Giannini Hall at night
Evolution of Agricultural Economics at UC Berkeley
The College of Agriculture is the cornerstone of the University of California system, a land-grant college established in 1868 when the California legislature established the University of California in Berkeley, and the federal Morrill Act established a national system of research stations to foster teaching and research related to agriculture. UC Berkeley became the first state-run Agricultural Experiment Station and the first land-grant college in California.
In 1974, the schools of agriculture and forestry joined with other biological, environmental, and food sciences to become the College of Natural Resources, which to this day takes an interdisciplinary, big-picture approach to the complex issues that affect agriculture and the environment.

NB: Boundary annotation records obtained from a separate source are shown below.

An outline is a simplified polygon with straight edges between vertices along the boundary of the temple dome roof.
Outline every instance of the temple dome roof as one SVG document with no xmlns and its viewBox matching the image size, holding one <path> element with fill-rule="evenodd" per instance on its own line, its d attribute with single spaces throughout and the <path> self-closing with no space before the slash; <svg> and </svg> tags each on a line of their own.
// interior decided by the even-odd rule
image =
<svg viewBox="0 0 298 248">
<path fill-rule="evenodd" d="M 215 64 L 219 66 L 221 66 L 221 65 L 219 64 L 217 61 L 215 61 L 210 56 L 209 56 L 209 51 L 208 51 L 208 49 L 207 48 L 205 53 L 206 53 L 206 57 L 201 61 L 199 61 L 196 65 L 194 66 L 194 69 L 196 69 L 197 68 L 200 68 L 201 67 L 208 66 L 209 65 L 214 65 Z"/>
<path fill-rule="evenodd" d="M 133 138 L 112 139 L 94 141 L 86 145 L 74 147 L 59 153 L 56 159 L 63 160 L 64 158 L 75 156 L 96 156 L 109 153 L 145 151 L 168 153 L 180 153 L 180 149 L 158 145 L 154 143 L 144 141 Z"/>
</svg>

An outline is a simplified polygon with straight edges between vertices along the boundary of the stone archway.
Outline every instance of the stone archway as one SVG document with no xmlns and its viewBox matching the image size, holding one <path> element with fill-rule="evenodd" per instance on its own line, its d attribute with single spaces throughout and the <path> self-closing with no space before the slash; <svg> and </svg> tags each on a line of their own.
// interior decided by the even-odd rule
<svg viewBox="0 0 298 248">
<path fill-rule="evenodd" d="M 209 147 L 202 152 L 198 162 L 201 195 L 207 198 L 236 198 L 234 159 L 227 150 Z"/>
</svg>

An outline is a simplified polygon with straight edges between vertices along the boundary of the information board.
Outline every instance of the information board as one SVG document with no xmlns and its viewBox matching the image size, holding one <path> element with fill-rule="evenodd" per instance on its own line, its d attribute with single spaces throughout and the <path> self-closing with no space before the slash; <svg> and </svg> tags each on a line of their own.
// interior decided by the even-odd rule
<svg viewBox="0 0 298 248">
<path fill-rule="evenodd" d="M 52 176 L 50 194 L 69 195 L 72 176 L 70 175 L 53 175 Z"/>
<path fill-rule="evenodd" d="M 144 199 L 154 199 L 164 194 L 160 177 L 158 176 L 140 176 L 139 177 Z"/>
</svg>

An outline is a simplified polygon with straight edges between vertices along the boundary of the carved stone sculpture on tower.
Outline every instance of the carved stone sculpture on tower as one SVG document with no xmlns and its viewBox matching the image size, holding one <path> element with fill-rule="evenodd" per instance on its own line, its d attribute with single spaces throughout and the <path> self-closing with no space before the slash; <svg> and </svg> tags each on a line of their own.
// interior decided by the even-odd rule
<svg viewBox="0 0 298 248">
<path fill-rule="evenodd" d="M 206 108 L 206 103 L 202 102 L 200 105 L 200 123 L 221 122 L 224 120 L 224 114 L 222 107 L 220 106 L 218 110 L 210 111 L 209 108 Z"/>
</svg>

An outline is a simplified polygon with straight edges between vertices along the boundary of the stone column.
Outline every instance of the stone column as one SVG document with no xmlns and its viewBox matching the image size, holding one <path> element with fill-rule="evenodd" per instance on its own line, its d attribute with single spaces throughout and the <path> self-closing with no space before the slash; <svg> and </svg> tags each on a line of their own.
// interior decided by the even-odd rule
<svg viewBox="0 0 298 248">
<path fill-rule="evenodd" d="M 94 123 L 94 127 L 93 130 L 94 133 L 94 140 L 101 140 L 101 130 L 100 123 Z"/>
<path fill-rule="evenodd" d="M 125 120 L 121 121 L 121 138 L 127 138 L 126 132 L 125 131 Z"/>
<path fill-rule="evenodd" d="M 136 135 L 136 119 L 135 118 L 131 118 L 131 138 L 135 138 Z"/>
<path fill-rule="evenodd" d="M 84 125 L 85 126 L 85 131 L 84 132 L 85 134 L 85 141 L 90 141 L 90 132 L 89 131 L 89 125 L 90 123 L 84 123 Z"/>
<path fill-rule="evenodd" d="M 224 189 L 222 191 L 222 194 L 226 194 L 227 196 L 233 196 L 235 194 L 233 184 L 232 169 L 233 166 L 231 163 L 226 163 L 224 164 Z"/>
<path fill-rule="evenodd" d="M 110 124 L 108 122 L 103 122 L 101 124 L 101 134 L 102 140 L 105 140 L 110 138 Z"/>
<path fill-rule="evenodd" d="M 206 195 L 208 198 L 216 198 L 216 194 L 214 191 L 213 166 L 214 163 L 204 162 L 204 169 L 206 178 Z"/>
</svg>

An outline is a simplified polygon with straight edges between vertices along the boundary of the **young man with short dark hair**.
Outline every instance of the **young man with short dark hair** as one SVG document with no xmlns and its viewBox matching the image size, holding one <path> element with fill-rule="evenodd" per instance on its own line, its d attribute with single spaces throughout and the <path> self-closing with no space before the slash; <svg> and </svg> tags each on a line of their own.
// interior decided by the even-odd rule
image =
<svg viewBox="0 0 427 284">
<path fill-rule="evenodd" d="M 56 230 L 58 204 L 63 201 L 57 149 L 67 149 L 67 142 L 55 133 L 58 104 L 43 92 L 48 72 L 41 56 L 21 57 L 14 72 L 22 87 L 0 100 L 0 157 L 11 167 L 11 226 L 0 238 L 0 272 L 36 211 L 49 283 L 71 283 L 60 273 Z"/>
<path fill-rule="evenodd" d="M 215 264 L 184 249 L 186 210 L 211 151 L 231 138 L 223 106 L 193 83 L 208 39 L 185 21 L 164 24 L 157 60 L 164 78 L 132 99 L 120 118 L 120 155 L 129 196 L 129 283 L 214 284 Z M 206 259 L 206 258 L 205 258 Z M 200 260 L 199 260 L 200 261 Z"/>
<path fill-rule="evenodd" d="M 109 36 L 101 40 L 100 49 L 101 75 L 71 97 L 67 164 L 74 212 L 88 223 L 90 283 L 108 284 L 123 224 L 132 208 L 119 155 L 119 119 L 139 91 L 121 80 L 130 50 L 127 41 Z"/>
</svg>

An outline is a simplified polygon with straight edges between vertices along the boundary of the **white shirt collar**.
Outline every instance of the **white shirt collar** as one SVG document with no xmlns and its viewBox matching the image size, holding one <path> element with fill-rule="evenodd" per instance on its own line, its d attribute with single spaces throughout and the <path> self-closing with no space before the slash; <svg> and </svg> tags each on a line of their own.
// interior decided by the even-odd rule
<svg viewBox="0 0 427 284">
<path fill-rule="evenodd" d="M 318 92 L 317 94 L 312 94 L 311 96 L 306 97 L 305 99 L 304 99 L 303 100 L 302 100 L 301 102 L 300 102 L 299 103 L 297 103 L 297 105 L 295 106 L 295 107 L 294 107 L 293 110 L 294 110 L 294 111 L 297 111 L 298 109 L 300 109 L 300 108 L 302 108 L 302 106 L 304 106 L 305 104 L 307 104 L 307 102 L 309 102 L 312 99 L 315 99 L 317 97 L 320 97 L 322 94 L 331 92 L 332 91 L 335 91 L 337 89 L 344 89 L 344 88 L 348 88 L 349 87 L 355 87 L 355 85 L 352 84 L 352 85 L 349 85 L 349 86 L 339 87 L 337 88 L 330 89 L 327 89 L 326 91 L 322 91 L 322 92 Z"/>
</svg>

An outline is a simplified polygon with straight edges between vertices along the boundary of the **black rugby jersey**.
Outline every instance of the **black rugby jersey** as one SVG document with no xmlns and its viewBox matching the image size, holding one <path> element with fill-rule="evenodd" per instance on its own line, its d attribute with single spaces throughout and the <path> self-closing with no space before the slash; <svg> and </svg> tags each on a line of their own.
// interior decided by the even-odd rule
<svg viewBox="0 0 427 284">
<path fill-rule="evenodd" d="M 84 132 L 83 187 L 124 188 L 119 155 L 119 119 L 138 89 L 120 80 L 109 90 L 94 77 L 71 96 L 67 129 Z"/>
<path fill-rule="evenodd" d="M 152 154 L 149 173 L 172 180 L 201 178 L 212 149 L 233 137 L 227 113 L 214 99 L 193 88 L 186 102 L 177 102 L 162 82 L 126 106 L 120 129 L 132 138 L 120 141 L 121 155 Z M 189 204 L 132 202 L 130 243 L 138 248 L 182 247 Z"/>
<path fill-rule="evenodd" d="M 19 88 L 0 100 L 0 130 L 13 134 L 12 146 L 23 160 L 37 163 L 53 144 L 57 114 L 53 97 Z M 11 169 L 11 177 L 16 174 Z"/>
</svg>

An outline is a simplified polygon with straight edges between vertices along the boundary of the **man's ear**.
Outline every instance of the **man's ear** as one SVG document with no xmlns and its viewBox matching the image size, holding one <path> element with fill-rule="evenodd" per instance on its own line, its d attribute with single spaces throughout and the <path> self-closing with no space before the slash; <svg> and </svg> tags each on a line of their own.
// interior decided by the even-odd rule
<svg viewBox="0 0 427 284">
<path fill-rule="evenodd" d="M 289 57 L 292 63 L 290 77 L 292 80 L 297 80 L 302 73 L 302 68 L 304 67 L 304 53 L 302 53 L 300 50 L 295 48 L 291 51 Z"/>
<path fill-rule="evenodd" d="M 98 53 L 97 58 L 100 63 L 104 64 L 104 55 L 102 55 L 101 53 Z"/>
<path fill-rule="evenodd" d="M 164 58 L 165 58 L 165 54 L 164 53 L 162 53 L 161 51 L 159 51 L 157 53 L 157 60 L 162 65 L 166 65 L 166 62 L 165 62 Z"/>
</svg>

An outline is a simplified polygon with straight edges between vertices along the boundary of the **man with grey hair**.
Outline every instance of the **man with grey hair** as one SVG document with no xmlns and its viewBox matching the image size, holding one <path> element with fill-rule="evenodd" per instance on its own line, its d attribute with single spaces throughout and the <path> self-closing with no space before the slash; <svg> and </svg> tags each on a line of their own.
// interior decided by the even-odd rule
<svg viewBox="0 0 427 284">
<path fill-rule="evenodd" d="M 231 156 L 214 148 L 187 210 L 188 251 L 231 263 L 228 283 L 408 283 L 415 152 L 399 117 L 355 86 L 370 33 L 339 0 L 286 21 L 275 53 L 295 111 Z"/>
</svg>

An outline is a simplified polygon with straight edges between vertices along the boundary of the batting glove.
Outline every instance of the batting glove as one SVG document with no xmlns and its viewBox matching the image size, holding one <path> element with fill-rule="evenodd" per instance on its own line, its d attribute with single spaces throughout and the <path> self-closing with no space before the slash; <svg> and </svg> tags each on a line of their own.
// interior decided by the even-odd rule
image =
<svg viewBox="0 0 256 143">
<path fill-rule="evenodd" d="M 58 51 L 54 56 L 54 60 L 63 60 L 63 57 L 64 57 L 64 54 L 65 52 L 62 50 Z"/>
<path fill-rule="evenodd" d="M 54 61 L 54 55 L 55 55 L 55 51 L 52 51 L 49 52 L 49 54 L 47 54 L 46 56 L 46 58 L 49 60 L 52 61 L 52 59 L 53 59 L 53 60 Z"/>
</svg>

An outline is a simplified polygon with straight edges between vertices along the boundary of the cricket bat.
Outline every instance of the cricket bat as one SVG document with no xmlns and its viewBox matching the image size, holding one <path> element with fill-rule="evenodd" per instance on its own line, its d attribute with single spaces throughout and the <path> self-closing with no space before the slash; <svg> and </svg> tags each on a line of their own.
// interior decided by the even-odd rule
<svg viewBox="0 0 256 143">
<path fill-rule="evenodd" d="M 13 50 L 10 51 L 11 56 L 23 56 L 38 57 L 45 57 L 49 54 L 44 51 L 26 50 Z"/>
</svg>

The University’s interests in rural economics and institutions were dispersed throughout the College of Agriculture until 1925, when Purnell Act permitted the first funding of agricultural economics and rural sociology in Land Grant Universities.
The Division of Agricultural Economics formed that same year from faculty in Agricultural Extension, the Division of Farm Management, and the Division of Rural Institutions.
In 1928, a gift from banker and alumnus A. P. Giannini would catapult the University to the forefront of the emerging agricultural economics profession, bring validity to areas of economic inquiry, other than farm management and rural institutions.
Throughout much growth and change in the ensuing century, the department and the discipline have remained leaders in the questions that get asked and the tool used to address them.